In his enormously popular book, The Road Less Traveled, Dr. Scott Peck states that change is hard. Depending on what it is you are wanting to change, this can be true. Over time, however, I have come to believe that this is not quite as hard as we often make it. Change gets a whole lot easier once you become aware of the messages your brain is sending and you learn to filter out the wheat from the chaffe. I think one of the reasons change feels so difficult sometimes is because we don’t know what we want. We are ambivalent. And, perhaps most importantly, we haven’t fully separated ourselves from the thoughts that our brains generate. When we add the fact that our brains are actually designed to keep us safe, worry is an essential part of our survival. So, why would we give it up? If our brain is driving the bus it views “thought abandonment” as akin to lying down in the middle of the forest and waiting for an animal to devour us. Change is hard because we don’t want to let go of our negative patterns, even if there is a large percentage of suffering that goes along with it. Change can be hard because on some level we just don’t want to change.

However, what I’m about to share means that transformation is within your grasp. Stop believing everything your brain tells you. I know it is helpful getting you to work, planning your day, keeping your house in order, managing the kids and setting goals for your sport. The brain is also a collassel failure in knowing what the future will bring, particularly when you are mind-reading other people or questioning whether you deserve to be successful or are good enough. The brain goes haywire when it starts fearing that something could go wrong. It makes up stories and assumptions based on a multitude of factors and it is often totally wrong. But, every so often we make a prediction that turns out to be true (maybe in part because we unconsciously created it–known as a self-fulfilling prophecy). And, then we are rewarded for our incredible detection skills. Or, what about the times that we worry and then everything works out? To add to the challenge, we are rewarded because what we were worrying about didn’t happen so why drop it?

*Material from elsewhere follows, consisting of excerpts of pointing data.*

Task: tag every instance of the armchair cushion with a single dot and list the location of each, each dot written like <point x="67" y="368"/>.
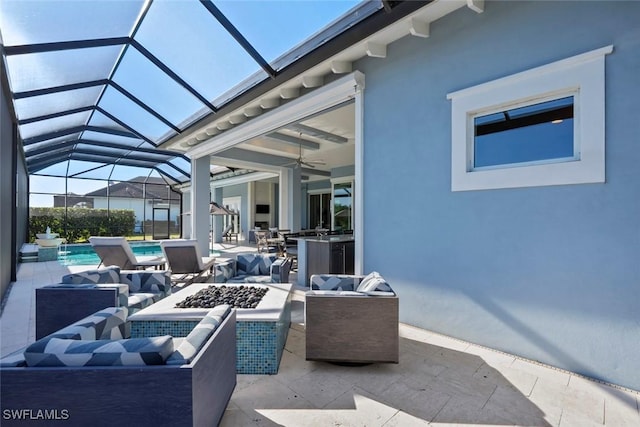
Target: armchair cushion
<point x="192" y="343"/>
<point x="261" y="268"/>
<point x="129" y="352"/>
<point x="373" y="282"/>
<point x="109" y="323"/>
<point x="102" y="275"/>
<point x="157" y="282"/>
<point x="255" y="264"/>
<point x="334" y="282"/>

Well here’s the deal. Start paying attention to what your brain is telling you. Stop taking every message it sends you as fact and let’s see if we can’t develop more awareness of that useful, but often irritating brain of yours. Eventually you can learn to use it as the tool it was designed for and not more. The brain does not like to be unemployed so you need to create an “off” button, even if it’s just moment to moment.

Tremendous change happens once you become aware of your brain and its patterns. It’s a sneaky little one, but you can learn to coach it so it performs the way you want it based on what is really important to you.